Figure 3 SARS-CoV-2 viral load in the lung tissue of infected hamsters. Lung tissues were collected from euthanized hamsters treated with vehicle control (50% DMSO), 300 mg/kg fingerroot extract, 1000 mg/kg fingerroot extract, and 1000 mg/kg favipiravir (A) Viral RNA levels in lung tissues were quantified by qRT-PCR and expressed as RNA copies per gram of tissue (n = 12 per treatment group, 4 per subgroup). (B) Viral titer by FFA presented as FFU per gram of tissue (n = 12 per treatment group, 4 per subgroup). The data are presented as mean ± SD, and dots indicate the data from individual hamsters.

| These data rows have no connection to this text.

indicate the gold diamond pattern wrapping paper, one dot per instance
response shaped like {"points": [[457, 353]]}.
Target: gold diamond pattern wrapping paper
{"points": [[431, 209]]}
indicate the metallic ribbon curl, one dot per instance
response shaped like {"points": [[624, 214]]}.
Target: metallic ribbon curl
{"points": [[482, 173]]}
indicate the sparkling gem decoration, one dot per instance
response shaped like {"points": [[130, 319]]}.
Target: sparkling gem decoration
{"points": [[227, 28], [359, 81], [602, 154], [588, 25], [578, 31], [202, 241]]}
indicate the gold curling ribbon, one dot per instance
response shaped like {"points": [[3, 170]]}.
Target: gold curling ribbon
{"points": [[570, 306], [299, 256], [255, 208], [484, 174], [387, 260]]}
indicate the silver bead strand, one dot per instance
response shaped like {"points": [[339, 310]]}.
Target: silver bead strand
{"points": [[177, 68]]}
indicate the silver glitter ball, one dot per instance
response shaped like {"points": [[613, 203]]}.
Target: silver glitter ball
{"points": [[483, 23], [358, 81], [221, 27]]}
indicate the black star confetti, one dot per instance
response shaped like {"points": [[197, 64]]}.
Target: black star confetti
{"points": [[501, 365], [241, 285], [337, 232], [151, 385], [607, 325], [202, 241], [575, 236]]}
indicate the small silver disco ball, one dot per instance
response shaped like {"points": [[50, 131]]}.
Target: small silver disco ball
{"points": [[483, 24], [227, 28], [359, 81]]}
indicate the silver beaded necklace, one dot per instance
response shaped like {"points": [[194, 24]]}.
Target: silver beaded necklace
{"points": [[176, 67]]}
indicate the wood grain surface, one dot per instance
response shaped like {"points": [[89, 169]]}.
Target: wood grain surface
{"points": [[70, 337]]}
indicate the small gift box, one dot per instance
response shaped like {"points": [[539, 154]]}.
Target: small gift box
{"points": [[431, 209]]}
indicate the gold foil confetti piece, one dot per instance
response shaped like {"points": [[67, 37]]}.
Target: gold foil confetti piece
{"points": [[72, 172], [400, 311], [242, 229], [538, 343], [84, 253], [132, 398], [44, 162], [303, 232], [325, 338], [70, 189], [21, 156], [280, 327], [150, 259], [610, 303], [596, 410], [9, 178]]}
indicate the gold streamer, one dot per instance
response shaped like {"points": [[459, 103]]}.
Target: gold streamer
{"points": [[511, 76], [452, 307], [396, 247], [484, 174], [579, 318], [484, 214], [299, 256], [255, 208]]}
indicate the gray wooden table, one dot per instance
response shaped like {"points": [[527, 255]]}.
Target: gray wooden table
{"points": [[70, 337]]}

Histopathology of Hamster Lung Tissues

Lung specimens collected from euthanized hamsters at day 2, 4 and 8 post-infection were evaluated and scored for lung pathological changes in a blind manner, based on the severity of interstitial pneumonia, bronchiole/alveolar/cellular/vascular lesion and IHC. At day 2 post-infection, lungs from all groups showed several signs that indicated infection in the lung. The epithelial bronchioles were damaged, sloughed and proliferated, and some also formed syncytium. The pulmonary arteries showed congestion, inflammation and hemorrhage (Figure 4A). The interalveolar septa were diffused and thickened. The alveolar spaces were reduced according to the expansion of the inflammatory cell infiltration, especially mononuclear cell infiltration, and pneumocyte type 2 proliferation (Figure 4B and C). The alveolar capillaries were engorged and congested (Figure 4D). The IHC of viral antigen is moderately positive in the bronchiolar epithelium and alveolar septum. However, after treatment with fingerroot extract or favipiravir, the severity of lesions in the lung samples from either fingerroot extract or favipiravir at day 4 and 8 was reduced and exhibited an improvement in lung pathological changes compared to the vehicle control group. Next, we scored the histopathological changes of the lung tissues from each group and compared every group using the Kruskal–Wallis test (Table 3). The results showed a significant reduction of total score in the groups treated with 300 and 1000 mg/kg of fingerroot extract and 1000 mg/kg of favipiravir, with favipiravir displaying the greatest histopathological score reduction (p < 0.001). The subscores for interstitial pneumonia and bronchiole/alveolar/cellular/vascular lesion were also significantly reduced in the fingerroot extract and favipiravir groups compared to the vehicle control group (p = 0.011, < 0.001, < 0.001 and < 0.001, respectively). In contrast, the IHC score of the 1000 mg/kg of fingerroot extract and 1000 mg/kg of favipiravir groups were slightly reduced but not statistical significant (p = 0.205).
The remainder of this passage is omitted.